Blame has been piled on to the Blues coaching and management for their handling of his transition, but did Marshall help himself? Did he explore every option available to learn the game? Did he look closely at himself?
When his signing by the Blues was announced, there were the usual proclamations from Marshall about wanting a new challenge, fulfilling schoolboy ambitions and testing himself against the best.
But how was he to achieve this by watching a video screen, trying to memorise game plans and structures, combined with torturous pre-season training.
Time on the paddock was the best way to learn the idiosyncrasies of rugby, a dynamic sport with too many subtleties to appreciate from a television screen. But being at the coal face did not appear to be an option that Marshall or his management were keen on.
His official departure announcement stated he was given the option of either playing club rugby or returning to league. He decided on the latter.

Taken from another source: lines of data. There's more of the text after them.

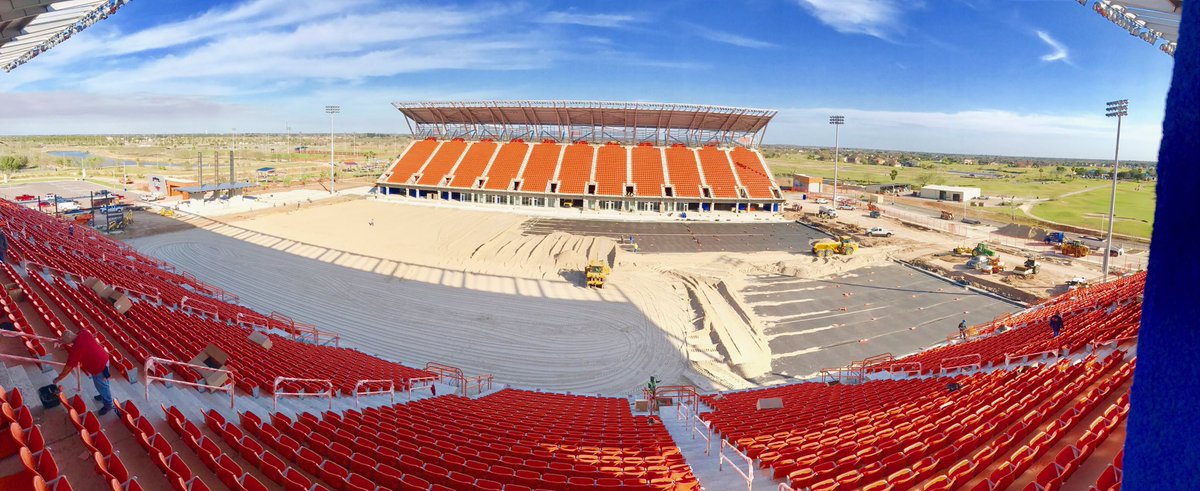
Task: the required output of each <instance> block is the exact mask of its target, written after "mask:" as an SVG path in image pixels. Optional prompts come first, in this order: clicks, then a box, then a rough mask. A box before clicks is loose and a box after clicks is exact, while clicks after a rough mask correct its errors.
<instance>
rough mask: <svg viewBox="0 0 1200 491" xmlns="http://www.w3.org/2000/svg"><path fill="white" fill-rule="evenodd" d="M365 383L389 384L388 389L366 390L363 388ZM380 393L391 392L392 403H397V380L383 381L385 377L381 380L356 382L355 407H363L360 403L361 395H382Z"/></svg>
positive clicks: (354, 400)
mask: <svg viewBox="0 0 1200 491" xmlns="http://www.w3.org/2000/svg"><path fill="white" fill-rule="evenodd" d="M364 384H388V390H366V391H364V390H361V388H362V385H364ZM380 394H389V395H391V403H394V405H395V403H396V382H395V381H383V379H380V381H359V383H356V384H354V407H356V408H361V407H362V405H360V403H359V396H361V395H380Z"/></svg>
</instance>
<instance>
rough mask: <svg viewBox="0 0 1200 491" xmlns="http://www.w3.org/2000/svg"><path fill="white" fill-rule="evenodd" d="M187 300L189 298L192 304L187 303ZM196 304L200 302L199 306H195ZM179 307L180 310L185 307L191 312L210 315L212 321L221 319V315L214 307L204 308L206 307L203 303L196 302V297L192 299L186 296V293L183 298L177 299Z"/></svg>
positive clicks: (183, 308)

He probably had the same attitude - that he didn't want to play lower-level rugby - when he signed for the Blues. If so, then he didn't give himself the best opportunity to learn the game. Was he too proud or did he see himself as too good to lower himself to that level?
Either way, he lost an opportunity to comprehend what he'd encounter at a higher level, where you are more exposed. It's no wonder he felt like a league player alongside his union team-mates.
His self-assessment of being an average rugby player was due only to his unwillingness to expand his experience. Shortcuts tend to lead to dead ends.
Admitting that he'd lost his hunger in his final days of league is interesting, given he's suddenly found it again now that he wants to return to the NRL (although this new-found desire does not appear to extend to the English Super League, or NRL clubs outside Sydney).
He stated it's courageous to admit he's not good enough, but if you're honest with yourself, it's not hard to admit at all.
To stop bluffing yourself that everything is OK is much harder. Once realised, admitting you're wrong is easy.
We all know Marshall is a prodigious talent but he best think about wanting to play again for the right reasons. When a club is found, he needs to mould himself around their culture and not vice-versa.
If he really wants to continue playing rugby or league, he needs to play for the right reason. He should finish his career on a high, not a series of truncated, mediocre swansongs.